Familie[bewerken | brontekst bewerken]

Er zijn geen data over zijn leven bekend. Het blijft onduidelijk wat de relatie is tussen luitenant van Uchelen en zijn tijdgenoot en naamgenoot, majoor Hendrikus van Uchelen (1790-1840) uit het patriciërsgeslacht van Uchelen.[1]

Levensloop[bewerken | brontekst bewerken]

Fain bezat de "portefeuille" van Napoleon Bonaparte

Luitenant van Uchelen was een Nederlandse officier. Hij werd krijgsgevangene in het leger van keizer Napoleon Bonaparte, keizer der Fransen. De Fransen namen hem gevangen op 17 juni 1815, aan de vooravond van de Slag bij Waterloo (18 juni 1815). Op 18 juni 1815, de dag van de veldslag, werd van Uchelen overgebracht naar de gevangenis van Charleroi. Na de overwinning van de Zevende Coalitie trokken de Fransen zich in horden terug, richting Franse grens. Het was een chaotische terugtocht. Franse soldaten troepten in de grootste wanorde samen in Charleroi (19 juni 1815). Nog geen 48 uur tevoren had Napoleon in de stad overnacht met medewerkers en enkele generaals.[2]

De Fransen liepen mekaar voor de voeten in en rond Charleroi. Vooral in de steile afdaling van het centrum naar de rivier de Samber zat het vast. Karren haakten in elkaar en blokkeerden de doorgang.
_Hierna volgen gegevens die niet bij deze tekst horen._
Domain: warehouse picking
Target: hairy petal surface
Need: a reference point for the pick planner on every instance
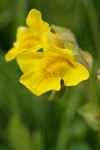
(43, 71)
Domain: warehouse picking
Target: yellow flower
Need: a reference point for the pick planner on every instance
(43, 71)
(29, 38)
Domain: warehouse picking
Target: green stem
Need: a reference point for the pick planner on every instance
(64, 131)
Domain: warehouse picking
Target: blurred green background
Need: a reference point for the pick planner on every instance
(28, 122)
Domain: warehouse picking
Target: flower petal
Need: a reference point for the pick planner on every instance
(12, 53)
(29, 61)
(37, 85)
(75, 75)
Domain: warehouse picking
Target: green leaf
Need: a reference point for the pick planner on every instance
(90, 116)
(18, 135)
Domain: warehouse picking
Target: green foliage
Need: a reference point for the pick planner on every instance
(28, 122)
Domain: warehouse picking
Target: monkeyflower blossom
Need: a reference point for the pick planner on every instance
(43, 71)
(29, 38)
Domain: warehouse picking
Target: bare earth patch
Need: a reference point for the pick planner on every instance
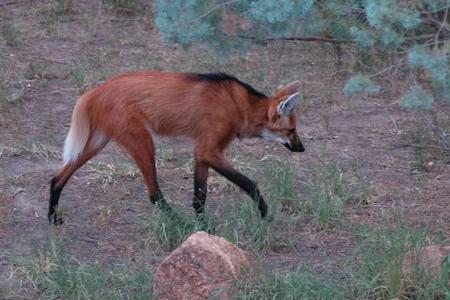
(106, 208)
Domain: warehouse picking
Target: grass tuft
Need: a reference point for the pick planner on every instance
(58, 276)
(295, 285)
(377, 267)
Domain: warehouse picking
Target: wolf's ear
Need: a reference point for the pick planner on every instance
(289, 89)
(287, 106)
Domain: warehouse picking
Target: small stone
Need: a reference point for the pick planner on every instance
(203, 267)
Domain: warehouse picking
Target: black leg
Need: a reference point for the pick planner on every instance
(158, 199)
(55, 192)
(200, 187)
(243, 182)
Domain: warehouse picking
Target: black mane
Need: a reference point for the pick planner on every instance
(219, 77)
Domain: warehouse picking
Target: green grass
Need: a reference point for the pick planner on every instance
(329, 191)
(377, 266)
(57, 275)
(295, 285)
(11, 80)
(54, 14)
(280, 186)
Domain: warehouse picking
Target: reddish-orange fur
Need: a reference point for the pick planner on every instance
(127, 108)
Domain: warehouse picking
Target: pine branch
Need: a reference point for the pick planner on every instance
(300, 39)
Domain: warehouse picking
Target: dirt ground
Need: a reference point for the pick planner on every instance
(102, 201)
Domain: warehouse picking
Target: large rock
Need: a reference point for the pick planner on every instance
(428, 258)
(203, 267)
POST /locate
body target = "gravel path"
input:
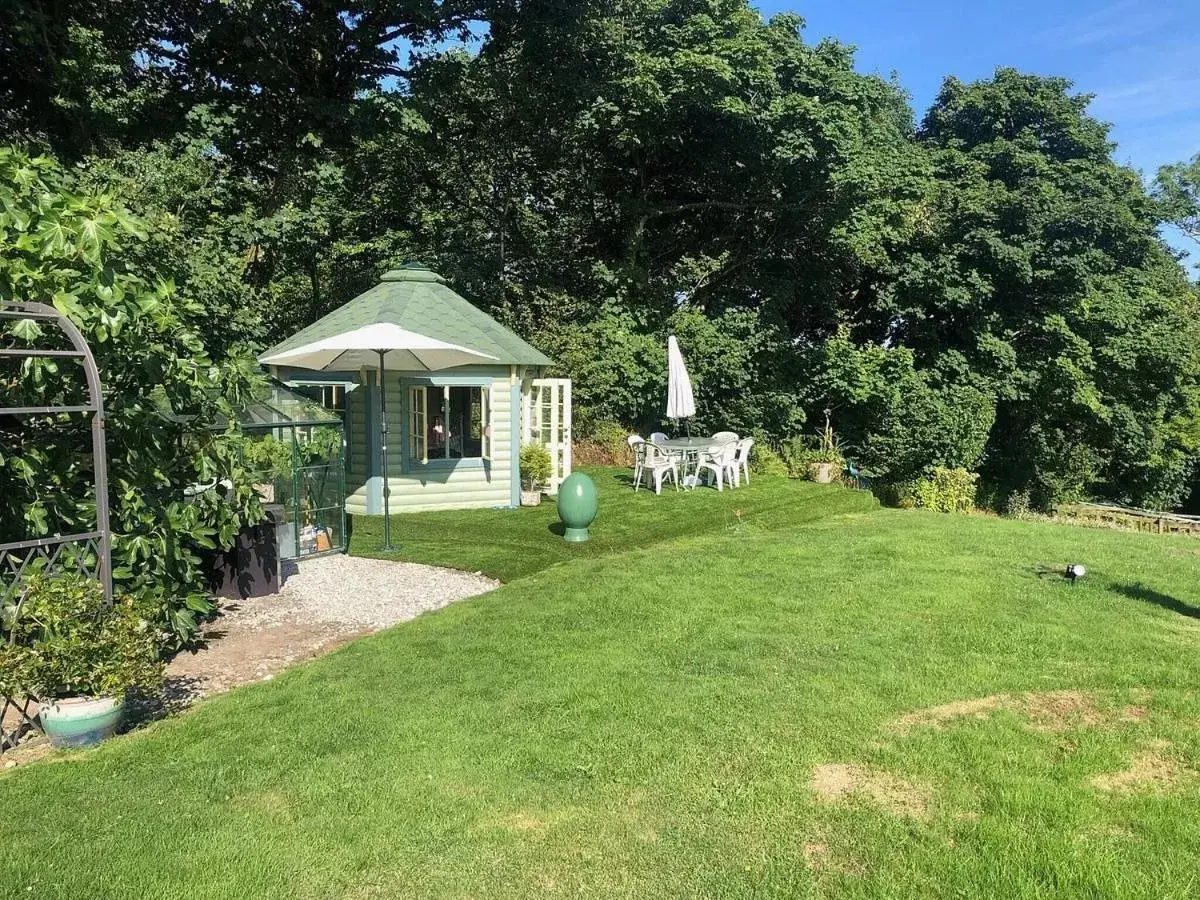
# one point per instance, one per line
(324, 604)
(361, 593)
Aan die ene brug over de Samber ging het er gewelddadig aan toe. De angst om in handen te vallen van de Pruisen vergrootte de paniek. Ook de koets van Napoleon reed zich vast in de straten van Charleroi. Hij stapte uit en moest verder te paard. Enkele burgers graaiden naar diamanten die lagen in de lege koets. In de chaos keken de Fransen niet meer om naar van Uchelen. Van Uchelen ontsnapte uit de gevangenis (19 juni 1815). Van Uchelen verzamelde enkele gewapende burgers rond zich. Het werd een militie in Charleroi die plunderaars aanpakte en de openbare orde probeerde te houden. Hij bracht een twaalftal kanonnen in veiligheid. Ook kostbaarheden verborg hij voor de plunderaars.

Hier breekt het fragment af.